The modeling choice behind every simulation. Left: the physical reality — a small region of atoms embedded in a vast environment. Right: we simulate the atoms explicitly and replace the environment with macroscopic boundary conditions (\(T\), \(P\), \(\mu\)). An ensemble is a specific choice of which conditions to impose.

Why is this conditioning valid? Because the environment is enormous compared to the system. When our 1,000 water molecules exchange energy with \(10^{23}\) surrounding molecules, the environment’s temperature barely changes — it acts as an effectively infinite reservoir. This separation of scales is what lets us replace a detailed atomistic environment with a single number (\(T = 300\) K). The same logic applies to pressure (the atmosphere is much larger than our simulation box) and chemical potential (the gas reservoir is vast compared to a surface).

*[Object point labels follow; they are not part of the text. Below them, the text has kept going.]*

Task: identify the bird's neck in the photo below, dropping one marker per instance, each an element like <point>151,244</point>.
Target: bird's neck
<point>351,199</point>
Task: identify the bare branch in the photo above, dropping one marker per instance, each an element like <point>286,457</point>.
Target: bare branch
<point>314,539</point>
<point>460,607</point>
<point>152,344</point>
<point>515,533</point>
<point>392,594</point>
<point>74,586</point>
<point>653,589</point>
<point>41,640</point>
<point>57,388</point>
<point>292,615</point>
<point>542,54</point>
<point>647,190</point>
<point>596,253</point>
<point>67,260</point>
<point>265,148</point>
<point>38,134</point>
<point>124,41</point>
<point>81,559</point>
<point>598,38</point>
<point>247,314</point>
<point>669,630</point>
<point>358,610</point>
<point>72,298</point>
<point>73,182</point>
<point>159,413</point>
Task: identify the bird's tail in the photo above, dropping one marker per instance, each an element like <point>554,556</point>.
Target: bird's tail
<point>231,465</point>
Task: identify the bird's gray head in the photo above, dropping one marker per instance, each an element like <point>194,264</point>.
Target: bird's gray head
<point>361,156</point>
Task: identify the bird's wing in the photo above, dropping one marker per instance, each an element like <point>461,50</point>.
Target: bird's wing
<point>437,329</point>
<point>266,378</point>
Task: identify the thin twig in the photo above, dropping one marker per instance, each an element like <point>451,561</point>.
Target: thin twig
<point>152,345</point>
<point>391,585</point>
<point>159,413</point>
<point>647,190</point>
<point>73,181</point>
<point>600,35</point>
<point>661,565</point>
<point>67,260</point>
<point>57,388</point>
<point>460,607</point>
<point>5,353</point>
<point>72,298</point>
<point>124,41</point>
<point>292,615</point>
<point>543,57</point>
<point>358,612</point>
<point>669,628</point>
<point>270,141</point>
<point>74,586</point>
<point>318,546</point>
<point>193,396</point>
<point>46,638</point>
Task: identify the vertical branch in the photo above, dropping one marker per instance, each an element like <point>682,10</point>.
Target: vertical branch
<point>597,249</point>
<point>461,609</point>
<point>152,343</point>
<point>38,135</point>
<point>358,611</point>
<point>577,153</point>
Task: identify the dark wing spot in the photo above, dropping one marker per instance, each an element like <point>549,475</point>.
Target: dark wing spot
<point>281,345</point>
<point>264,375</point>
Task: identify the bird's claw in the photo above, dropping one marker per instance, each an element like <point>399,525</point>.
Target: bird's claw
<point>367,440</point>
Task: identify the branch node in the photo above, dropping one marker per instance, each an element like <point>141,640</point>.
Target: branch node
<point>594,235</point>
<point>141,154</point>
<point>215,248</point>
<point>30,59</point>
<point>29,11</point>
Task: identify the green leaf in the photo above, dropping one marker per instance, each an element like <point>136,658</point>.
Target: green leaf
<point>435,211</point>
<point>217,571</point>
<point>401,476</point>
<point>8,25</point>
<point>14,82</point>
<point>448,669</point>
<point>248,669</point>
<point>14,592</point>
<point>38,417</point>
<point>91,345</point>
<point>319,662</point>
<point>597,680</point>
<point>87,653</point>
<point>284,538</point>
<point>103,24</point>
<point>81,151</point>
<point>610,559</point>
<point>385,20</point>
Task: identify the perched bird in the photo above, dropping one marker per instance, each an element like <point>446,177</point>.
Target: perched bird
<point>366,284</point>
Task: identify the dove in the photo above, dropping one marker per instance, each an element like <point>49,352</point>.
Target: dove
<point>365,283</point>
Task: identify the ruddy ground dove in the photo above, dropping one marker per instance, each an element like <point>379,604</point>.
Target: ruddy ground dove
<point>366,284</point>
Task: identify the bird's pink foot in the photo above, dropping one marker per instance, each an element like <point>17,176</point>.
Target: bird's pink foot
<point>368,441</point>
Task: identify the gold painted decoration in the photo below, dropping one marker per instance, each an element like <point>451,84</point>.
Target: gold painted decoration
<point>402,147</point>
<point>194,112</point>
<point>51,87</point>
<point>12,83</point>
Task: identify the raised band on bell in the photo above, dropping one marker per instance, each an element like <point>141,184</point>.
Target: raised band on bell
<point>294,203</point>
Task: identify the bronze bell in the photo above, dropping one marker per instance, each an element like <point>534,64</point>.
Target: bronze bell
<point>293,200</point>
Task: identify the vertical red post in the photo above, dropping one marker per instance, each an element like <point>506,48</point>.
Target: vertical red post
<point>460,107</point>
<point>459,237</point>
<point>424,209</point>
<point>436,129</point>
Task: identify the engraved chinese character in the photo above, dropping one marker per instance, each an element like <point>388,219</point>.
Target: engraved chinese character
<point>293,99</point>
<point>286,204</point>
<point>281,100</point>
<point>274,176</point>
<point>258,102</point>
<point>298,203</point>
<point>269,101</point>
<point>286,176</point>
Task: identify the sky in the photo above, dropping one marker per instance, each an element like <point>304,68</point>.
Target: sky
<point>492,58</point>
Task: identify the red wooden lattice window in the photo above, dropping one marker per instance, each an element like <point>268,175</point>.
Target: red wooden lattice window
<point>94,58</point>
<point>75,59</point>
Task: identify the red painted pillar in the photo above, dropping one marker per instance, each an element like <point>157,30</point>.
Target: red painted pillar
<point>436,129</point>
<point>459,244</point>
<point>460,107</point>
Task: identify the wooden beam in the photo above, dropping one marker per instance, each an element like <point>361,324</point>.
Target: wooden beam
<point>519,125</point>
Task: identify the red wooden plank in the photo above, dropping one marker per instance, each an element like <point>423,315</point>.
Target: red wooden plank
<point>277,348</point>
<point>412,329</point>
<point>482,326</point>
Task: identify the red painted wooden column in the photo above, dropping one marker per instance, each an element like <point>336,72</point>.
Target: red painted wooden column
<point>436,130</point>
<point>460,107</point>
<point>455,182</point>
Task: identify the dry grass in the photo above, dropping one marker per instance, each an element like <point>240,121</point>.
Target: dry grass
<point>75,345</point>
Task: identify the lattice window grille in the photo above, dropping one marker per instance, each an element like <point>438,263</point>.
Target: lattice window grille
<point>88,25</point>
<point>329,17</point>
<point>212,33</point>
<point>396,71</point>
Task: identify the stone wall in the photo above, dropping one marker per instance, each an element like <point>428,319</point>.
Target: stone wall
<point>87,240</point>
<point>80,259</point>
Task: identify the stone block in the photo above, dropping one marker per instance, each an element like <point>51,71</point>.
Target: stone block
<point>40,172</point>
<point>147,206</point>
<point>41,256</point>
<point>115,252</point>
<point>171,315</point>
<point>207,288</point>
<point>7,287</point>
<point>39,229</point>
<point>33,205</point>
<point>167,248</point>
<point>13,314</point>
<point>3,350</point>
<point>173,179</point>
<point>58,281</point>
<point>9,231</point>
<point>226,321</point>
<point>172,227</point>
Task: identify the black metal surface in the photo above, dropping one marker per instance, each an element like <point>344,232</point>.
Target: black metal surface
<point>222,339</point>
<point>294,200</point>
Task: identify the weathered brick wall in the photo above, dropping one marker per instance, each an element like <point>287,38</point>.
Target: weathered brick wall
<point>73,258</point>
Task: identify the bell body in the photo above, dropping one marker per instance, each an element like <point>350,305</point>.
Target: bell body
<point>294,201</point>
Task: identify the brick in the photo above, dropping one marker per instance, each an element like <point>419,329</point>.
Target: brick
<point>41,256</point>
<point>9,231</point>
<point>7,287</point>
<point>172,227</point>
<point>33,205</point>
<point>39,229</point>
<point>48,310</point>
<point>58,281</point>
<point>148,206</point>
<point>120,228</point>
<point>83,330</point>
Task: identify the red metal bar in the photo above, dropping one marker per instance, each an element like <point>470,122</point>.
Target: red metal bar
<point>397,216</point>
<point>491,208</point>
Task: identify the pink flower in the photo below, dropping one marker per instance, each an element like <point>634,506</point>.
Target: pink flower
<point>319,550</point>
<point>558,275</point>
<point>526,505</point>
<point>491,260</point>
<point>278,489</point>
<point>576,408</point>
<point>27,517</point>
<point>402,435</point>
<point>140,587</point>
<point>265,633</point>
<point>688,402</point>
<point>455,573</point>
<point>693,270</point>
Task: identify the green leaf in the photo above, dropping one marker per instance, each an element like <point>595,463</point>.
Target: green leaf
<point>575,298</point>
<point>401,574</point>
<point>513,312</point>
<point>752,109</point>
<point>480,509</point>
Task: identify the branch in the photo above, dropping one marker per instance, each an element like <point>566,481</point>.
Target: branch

But which macroscopic quantities can serve as boundary conditions? A system can exchange three things with its surroundings — energy, volume, and matter. For each, there is a quantity that equalizes at equilibrium, and that quantity is the natural boundary condition:

Exchange What equalizes Formal definition Intuition
Energy Temperature \(T\) \((\partial E / \partial S)_{N,V}\) Energy cost per unit of entropy gained
Volume Pressure \(P\) \(-(\partial F / \partial V)_{T,N}\) Free energy cost of expansion
Particles Chemical potential \(\mu\) \((\partial F / \partial N)_{T,V}\) Free energy cost of adding one particle

An ensemble is a choice of which of these to fix. It specifies a probability distribution over microstates, defined by which macroscopic quantities are held fixed (boundary conditions) and which are allowed to fluctuate. Different choices answer different questions:

  • Want to study an isolated molecule in vacuum? → NVE (fix energy)
  • Want to model a protein at body temperature? → NVT (fix temperature)
  • Want to match experimental lab conditions? → NPT (fix temperature and pressure)
  • Want to model gas adsorption on a surface? → \(\mu\)VT (fix temperature and chemical potential)

The Four Ensembles

The four standard ensembles. (a) NVE: an isolated system with fixed energy — thick insulating walls. (b) NVT: the system exchanges heat \(Q\) with a thermal bath at temperature \(T\). (c) NPT: heat exchange plus a movable piston maintaining external pressure. (d) \(\mu\)VT: heat and particle exchange with a reservoir at chemical potential \(\mu\) — the boundary is permeable.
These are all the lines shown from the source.